One hint that may help shed some light: Certbot doesn't use systemd to reload or start nginx. (There's some history behind this behavior).
It tries to reload nginx using:
nginx -c /etc/nginx/nginx.conf -s reload
and if that fails, it tries to start nginx with:
nginx -c /etc/nginx/nginx.conf
The one behavior (that I'm aware of) which doesn't work so well is if nginx is already stopped when you run Certbot:
- Stop nginx
- Run
certbot --nginx - Try restart nginx with
service nginx restart
At (2), nginx fails to send a reload signal using nginx -s reload, so it assumes nginx is not running, and it starts it using nginx -c /etc/nginx/nginx.conf. systemd is not aware of this.
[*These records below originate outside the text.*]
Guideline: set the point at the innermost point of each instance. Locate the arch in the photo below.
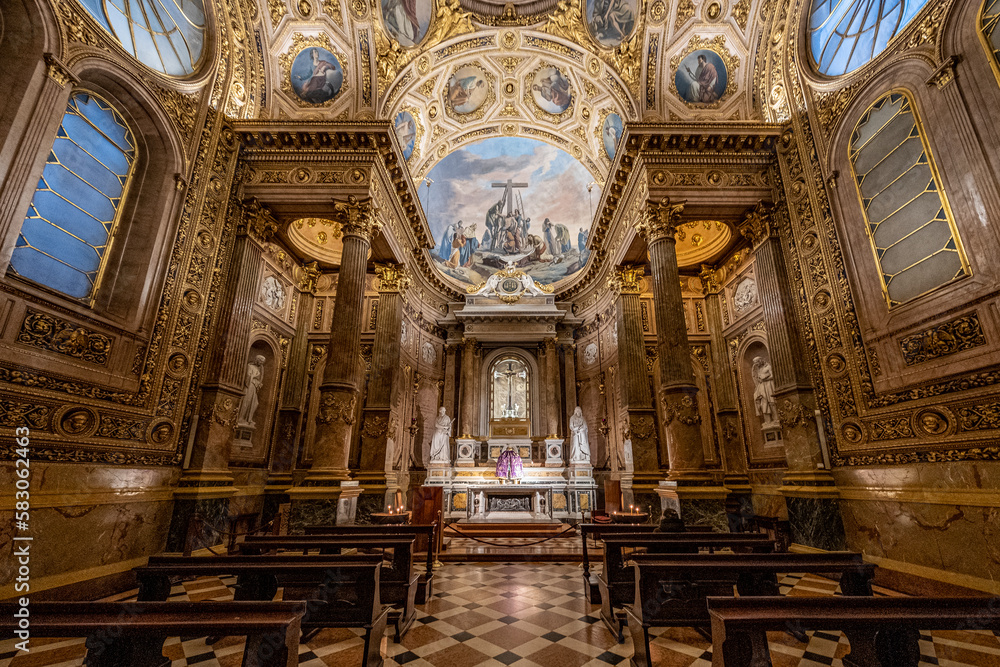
(908, 221)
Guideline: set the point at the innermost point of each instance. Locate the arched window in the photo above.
(846, 34)
(166, 35)
(64, 239)
(909, 224)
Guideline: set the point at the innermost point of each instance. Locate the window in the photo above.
(64, 238)
(166, 35)
(846, 34)
(906, 212)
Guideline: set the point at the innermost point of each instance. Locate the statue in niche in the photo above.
(248, 406)
(442, 438)
(579, 451)
(763, 393)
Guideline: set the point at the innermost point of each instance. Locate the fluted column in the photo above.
(341, 378)
(379, 422)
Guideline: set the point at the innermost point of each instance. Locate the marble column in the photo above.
(379, 421)
(809, 489)
(690, 487)
(328, 481)
(206, 483)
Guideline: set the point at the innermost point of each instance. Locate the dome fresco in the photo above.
(509, 199)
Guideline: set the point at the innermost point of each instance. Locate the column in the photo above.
(379, 421)
(690, 488)
(328, 482)
(809, 489)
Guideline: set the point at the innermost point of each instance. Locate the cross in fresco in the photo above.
(508, 193)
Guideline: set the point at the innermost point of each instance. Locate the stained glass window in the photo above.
(909, 224)
(846, 34)
(64, 238)
(166, 35)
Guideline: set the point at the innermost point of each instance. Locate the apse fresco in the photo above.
(509, 199)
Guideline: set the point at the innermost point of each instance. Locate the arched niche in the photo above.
(533, 408)
(762, 430)
(250, 445)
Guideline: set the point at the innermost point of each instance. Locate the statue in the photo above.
(442, 437)
(579, 451)
(248, 406)
(763, 393)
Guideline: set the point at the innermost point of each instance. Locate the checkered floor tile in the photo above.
(521, 615)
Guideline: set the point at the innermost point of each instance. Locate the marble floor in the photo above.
(520, 614)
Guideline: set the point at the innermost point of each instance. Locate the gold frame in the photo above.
(932, 163)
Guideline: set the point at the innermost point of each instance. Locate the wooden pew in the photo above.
(671, 591)
(131, 634)
(428, 532)
(883, 632)
(617, 581)
(398, 581)
(341, 592)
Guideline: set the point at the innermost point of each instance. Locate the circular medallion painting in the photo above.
(467, 89)
(611, 132)
(551, 90)
(611, 21)
(316, 74)
(406, 132)
(406, 20)
(701, 77)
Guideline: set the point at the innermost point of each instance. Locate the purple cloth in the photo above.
(509, 465)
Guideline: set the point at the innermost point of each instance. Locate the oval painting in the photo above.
(701, 77)
(406, 20)
(611, 21)
(467, 89)
(317, 76)
(406, 132)
(611, 132)
(552, 90)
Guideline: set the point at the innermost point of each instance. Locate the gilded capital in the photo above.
(392, 277)
(759, 224)
(626, 280)
(357, 217)
(661, 220)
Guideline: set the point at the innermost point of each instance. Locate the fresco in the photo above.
(406, 132)
(467, 89)
(611, 132)
(701, 77)
(611, 21)
(317, 75)
(509, 199)
(551, 90)
(406, 20)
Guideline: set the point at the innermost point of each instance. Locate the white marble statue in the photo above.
(248, 405)
(442, 436)
(763, 393)
(579, 451)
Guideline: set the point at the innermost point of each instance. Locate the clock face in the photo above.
(272, 293)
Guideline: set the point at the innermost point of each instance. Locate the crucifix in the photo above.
(508, 193)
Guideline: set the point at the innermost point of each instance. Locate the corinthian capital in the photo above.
(662, 219)
(357, 217)
(626, 280)
(392, 277)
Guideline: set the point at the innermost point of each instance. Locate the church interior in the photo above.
(389, 321)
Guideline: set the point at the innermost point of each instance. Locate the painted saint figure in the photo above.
(442, 437)
(579, 451)
(248, 406)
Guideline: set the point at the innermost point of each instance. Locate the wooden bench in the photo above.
(671, 591)
(398, 580)
(422, 532)
(131, 634)
(883, 632)
(617, 581)
(341, 592)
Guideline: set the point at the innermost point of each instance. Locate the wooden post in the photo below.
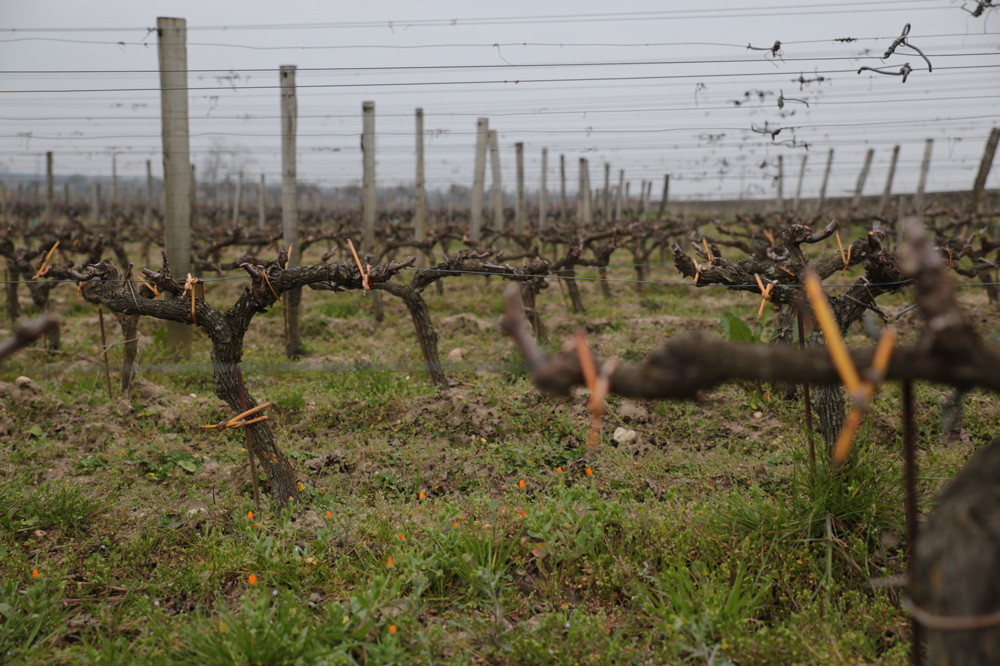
(543, 191)
(238, 199)
(663, 200)
(826, 181)
(177, 173)
(862, 177)
(619, 194)
(779, 199)
(562, 188)
(984, 171)
(194, 191)
(147, 214)
(114, 183)
(368, 191)
(478, 181)
(95, 204)
(798, 187)
(496, 189)
(583, 214)
(420, 217)
(883, 203)
(925, 167)
(262, 202)
(519, 212)
(290, 202)
(606, 202)
(50, 201)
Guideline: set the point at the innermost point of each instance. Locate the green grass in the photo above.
(710, 538)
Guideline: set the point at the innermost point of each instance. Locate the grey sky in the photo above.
(646, 86)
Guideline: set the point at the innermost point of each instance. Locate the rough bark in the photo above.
(954, 585)
(101, 283)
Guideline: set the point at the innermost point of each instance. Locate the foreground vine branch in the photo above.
(948, 352)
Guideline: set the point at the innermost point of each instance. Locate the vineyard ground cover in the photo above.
(700, 538)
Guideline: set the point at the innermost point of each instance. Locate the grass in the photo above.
(709, 538)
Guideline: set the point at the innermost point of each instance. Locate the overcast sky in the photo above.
(648, 86)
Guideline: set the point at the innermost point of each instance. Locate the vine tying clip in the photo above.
(241, 419)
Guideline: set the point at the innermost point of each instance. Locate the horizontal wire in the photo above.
(407, 84)
(406, 68)
(712, 13)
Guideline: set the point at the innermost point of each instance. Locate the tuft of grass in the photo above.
(60, 505)
(29, 618)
At (3), systemd does not realize that nginx is actually running already (even though the pidfile is present) and tries to start it. nginx fails to start because the ports are occupied by the other instance of nginx. systemd also wipes out the /run/nginx.pid file at (3) which makes the situation worse, since now using nginx to control nginx won't work either, meaning you have to killall nginx to get back to a working state.
It's all a bit ugly and I'm not too sure what is stopping Certbot from controlling nginx with systemd instead, but I will try look into it later in the week.
For now, you can choose from:
- (Recommended) Make sure nginx is running when you run Certbot, or
- Use
nginx -s reloadafter you make your modifications (this will work whether or not nginx was started with systemd), or - Use
--webrootand configure nginx manually.
It's possible also that there is some reason for your trouble other than "nginx was stopped when you ran Certbot" (such as if nginx was crashing during the initial reload attempt), but I think the underlying explanation about systemd would probably still underlie it.